Passkey sotto pressione: i ricercatori mostrano nuovi scenari di furto su Chrome

Interfaccia di accesso con icona di passkey e indicatori di rischio su un laptop

Una nuova analisi tecnica di Unit 42 ha riacceso l'attenzione sulla sicurezza delle passkey sincronizzate in Google Password Manager. La ricerca, ripresa anche da testate internazionali specializzate, descrive diversi scenari in cui un attaccante gia presente sul dispositivo della vittima puo sfruttare componenti del browser e del cloud authenticator per ottenere accesso agli account protetti.

Il punto centrale non e una rottura dello standard FIDO in senso stretto, ma l'attacco all'implementazione concreta delle passkey sincronizzate su desktop. Secondo i ricercatori, malware eseguito sulla macchina compromessa puo abusare dei meccanismi che collegano Chrome, Google Password Manager e il servizio cloud usato per gestire le credenziali, fino ad arrivare in alcuni casi al furto del segreto che consente la sincronizzazione delle passkey tra dispositivi.

Perche la ricerca conta

La notizia e rilevante perche le passkey sono spesso presentate come una soluzione capace di ridurre radicalmente il phishing e il furto di credenziali. Il lavoro di Unit 42 non smentisce questo vantaggio, ma mostra che la superficie di rischio si sposta verso i sistemi che custodiscono, sincronizzano e autorizzano l'uso delle chiavi. In altre parole, l'autenticazione passwordless resta robusta contro molti attacchi tradizionali, ma non elimina il problema di un endpoint gia compromesso.

Le conferme indipendenti arrivate nei giorni successivi hanno sottolineato proprio questo aspetto: gli scenari descritti richiedono in genere la presenza di malware sul dispositivo o la capacita di manipolare il contesto locale dell'utente. Per le aziende, il messaggio operativo e che l'adozione delle passkey deve essere accompagnata da controlli sugli endpoint, protezione dell'identita e monitoraggio delle anomalie nei flussi di autenticazione.

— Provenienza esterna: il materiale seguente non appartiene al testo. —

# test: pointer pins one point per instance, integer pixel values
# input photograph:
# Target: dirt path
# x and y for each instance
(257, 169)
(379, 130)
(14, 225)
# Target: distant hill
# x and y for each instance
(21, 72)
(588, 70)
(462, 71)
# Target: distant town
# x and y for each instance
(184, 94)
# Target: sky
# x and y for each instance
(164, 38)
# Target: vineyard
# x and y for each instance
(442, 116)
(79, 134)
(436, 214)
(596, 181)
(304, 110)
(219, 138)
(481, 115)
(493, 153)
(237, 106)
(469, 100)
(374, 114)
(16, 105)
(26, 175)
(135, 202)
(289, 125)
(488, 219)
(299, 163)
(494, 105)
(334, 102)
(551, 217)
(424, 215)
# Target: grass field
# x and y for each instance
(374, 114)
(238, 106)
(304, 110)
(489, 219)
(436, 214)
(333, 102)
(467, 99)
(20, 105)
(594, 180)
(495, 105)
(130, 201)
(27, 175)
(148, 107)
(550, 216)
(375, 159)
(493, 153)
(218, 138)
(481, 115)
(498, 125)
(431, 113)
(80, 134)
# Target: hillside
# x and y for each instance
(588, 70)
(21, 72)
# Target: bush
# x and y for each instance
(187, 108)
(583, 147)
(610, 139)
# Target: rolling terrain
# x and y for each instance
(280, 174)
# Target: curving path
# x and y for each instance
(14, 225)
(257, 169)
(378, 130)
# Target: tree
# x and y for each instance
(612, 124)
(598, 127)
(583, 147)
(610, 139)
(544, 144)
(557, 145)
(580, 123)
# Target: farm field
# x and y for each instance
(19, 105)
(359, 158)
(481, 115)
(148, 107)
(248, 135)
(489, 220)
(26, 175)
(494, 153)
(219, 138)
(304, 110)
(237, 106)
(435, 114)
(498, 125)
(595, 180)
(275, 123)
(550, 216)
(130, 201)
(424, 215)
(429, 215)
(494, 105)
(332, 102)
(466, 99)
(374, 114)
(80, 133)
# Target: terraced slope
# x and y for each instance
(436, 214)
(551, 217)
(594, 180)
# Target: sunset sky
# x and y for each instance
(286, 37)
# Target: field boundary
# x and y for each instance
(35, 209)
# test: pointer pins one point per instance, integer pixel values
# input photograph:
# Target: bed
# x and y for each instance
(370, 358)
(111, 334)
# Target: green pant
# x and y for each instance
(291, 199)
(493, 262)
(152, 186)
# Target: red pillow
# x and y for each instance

Impatto per utenti e imprese

Per gli utenti finali, il caso ricorda che la sicurezza delle passkey dipende anche dall'igiene del dispositivo: aggiornamenti, protezione anti-malware e riduzione dei privilegi restano essenziali. Per le organizzazioni, invece, la vicenda rafforza la necessita di associare le passkey a criteri di accesso condizionale, device trust e procedure di risposta agli incidenti orientate all'identity security.

Nel breve periodo, il caso Pass-ta-key e soprattutto un campanello d'allarme per chi considera le passkey una misura sufficiente da sola. La traiettoria piu probabile e che browser, gestori di credenziali e fornitori cloud continuino a rafforzare queste implementazioni, ma l'episodio dimostra che anche i modelli piu moderni di autenticazione richiedono difese stratificate.